Run the complete workflow.

In [20]:
# Main execution
if __name__ == "__main__":
    # 1. Load data
    data_file = 'data/synthetic_health_data.csv'
    df = load_data(data_file)
    
    # 2. Extract rolling features
    window_size = 300  # 5 minutes in seconds
    df_with_features = extract_rolling_features(df, window_size)
    
    # 3. Prepare data
    X_train, X_test, y_train, y_test = prepare_data_part2(df_with_features)
    
    # 4. Train models
    rf_model = train_random_forest(X_train, y_train)
    xgb_model = train_xgboost(X_train, y_train)
    
    # 5. Compare model performance
    metrics = model_compare(rf_model, xgb_model, X_test, y_test)
    
    # 6. Save results
    save_results(metrics)


The behavior will change in pandas 3.0. This inplace method will never work because the intermediate object on which we are setting values always behaves as a copy.

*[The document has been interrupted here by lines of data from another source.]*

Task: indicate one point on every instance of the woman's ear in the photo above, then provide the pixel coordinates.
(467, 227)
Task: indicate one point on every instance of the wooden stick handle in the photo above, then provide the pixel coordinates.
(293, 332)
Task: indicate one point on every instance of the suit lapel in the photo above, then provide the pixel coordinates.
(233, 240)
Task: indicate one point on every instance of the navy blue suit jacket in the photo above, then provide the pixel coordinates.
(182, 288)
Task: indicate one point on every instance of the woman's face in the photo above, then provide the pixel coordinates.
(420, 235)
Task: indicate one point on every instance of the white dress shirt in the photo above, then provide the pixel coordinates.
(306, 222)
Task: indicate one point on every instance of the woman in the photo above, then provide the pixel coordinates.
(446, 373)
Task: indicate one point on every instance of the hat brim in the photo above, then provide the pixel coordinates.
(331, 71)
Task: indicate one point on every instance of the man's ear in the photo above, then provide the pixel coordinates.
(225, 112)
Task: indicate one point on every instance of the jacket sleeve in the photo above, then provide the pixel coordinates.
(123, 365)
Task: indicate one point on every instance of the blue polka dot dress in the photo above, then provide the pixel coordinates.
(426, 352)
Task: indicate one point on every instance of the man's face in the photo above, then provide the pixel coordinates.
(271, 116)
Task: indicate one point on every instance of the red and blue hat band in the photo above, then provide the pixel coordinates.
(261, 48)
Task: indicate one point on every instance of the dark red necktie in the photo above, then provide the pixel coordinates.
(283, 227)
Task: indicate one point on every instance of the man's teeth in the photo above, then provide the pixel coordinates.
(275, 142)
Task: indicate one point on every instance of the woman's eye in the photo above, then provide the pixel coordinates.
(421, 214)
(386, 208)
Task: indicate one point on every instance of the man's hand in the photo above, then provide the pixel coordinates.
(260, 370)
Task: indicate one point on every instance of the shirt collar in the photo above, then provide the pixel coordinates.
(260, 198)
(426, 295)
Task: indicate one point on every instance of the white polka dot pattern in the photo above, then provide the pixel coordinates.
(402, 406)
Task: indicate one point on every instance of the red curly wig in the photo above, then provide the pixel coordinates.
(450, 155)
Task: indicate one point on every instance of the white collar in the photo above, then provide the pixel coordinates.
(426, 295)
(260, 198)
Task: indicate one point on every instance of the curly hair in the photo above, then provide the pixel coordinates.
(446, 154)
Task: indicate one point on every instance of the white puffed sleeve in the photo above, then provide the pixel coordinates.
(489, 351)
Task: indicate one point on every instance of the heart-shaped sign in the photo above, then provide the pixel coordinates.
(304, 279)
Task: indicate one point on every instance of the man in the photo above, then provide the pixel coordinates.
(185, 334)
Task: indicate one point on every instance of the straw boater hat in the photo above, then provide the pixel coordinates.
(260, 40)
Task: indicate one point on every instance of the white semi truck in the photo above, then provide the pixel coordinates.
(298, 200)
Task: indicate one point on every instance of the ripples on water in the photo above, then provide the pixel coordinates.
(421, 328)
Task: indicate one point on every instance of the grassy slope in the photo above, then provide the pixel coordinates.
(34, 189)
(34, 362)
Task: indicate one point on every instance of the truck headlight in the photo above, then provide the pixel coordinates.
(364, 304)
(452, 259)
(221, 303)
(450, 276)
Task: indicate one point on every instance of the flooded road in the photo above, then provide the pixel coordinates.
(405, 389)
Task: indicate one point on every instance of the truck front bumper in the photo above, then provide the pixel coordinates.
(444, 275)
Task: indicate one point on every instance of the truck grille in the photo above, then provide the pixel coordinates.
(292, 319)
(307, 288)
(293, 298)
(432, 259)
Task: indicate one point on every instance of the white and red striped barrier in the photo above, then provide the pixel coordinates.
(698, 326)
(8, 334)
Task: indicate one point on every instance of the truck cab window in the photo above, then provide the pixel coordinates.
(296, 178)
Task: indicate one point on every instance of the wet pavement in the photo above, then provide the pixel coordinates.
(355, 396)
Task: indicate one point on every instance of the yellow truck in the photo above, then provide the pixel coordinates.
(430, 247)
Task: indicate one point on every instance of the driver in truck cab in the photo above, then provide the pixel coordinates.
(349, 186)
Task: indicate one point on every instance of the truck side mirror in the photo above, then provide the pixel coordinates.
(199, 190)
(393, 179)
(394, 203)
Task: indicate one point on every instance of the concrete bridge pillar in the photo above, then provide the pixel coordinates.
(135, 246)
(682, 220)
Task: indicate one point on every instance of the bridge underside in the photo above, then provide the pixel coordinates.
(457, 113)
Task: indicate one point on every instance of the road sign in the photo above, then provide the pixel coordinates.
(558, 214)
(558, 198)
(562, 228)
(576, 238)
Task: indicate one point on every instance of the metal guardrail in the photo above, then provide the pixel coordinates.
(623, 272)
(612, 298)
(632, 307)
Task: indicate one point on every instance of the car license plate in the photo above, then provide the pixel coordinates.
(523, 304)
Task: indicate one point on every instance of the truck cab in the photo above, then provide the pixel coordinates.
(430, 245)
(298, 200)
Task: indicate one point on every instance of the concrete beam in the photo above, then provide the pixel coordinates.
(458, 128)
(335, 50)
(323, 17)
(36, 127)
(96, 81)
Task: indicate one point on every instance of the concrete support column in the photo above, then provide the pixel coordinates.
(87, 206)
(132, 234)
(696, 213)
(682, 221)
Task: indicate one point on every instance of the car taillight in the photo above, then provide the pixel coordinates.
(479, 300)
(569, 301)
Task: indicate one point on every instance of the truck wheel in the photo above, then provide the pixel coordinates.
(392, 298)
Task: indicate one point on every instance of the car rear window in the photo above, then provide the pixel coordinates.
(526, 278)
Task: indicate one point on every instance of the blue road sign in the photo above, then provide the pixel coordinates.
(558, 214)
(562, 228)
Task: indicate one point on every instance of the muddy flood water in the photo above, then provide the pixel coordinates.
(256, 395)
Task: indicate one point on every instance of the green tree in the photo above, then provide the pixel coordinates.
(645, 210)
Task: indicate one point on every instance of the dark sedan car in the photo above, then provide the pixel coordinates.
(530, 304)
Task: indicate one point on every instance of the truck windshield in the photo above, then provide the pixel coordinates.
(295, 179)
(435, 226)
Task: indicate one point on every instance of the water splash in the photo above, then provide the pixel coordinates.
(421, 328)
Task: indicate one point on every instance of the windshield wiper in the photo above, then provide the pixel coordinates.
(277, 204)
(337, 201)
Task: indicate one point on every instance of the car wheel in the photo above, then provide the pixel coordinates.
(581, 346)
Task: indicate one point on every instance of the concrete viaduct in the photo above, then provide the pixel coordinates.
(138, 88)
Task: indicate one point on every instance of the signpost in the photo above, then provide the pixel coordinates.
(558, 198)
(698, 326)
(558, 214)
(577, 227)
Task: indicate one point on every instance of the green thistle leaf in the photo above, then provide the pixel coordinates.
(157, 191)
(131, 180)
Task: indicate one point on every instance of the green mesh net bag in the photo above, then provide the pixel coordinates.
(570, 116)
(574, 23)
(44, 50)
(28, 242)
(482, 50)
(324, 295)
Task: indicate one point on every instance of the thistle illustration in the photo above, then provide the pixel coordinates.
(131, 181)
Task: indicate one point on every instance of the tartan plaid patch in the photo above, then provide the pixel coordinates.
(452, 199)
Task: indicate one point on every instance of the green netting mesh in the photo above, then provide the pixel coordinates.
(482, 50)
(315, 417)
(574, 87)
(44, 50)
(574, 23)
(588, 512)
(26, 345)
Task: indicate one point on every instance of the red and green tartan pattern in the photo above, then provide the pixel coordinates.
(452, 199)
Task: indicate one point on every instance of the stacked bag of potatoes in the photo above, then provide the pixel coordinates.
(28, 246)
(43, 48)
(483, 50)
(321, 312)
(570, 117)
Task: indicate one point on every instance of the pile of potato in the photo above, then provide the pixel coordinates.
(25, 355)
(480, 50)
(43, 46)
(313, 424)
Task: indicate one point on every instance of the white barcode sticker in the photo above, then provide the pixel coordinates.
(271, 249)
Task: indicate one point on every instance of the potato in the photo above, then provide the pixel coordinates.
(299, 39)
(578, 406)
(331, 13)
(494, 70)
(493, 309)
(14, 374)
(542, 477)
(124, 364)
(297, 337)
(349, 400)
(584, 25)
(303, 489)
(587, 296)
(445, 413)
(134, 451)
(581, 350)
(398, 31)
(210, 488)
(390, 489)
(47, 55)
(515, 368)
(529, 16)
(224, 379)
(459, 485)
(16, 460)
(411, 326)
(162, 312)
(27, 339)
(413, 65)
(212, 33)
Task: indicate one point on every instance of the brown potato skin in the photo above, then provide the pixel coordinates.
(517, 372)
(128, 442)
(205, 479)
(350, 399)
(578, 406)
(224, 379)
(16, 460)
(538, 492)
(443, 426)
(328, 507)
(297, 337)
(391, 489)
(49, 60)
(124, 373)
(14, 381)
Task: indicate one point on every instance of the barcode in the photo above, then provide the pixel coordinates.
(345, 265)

For example, when doing 'df[col].method(value, inplace=True)', try using 'df.method({col: value}, inplace=True)' or df[col] = df[col].method(value) instead, to perform the operation inplace on the original object.


  df["hr_rolling_mean"].fillna(method="bfill", inplace=True)
  df["hr_rolling_mean"].fillna(method="bfill", inplace=True)
The behavior will change in pandas 3.0. This inplace method will never work because the intermediate object on which we are setting values always behaves as a copy.

For example, when doing 'df[col].method(value, inplace=True)', try using 'df.method({col: value}, inplace=True)' or df[col] = df[col].method(value) instead, to perform the operation inplace on the original object.


  df["hr_rolling_mean"].fillna(method="ffill", inplace=True)
  df["hr_rolling_mean"].fillna(method="ffill", inplac

Random Forest AUC: 0.7808
XGBoost AUC: 0.7686


Parameters: { "use_label_encoder" } are not used.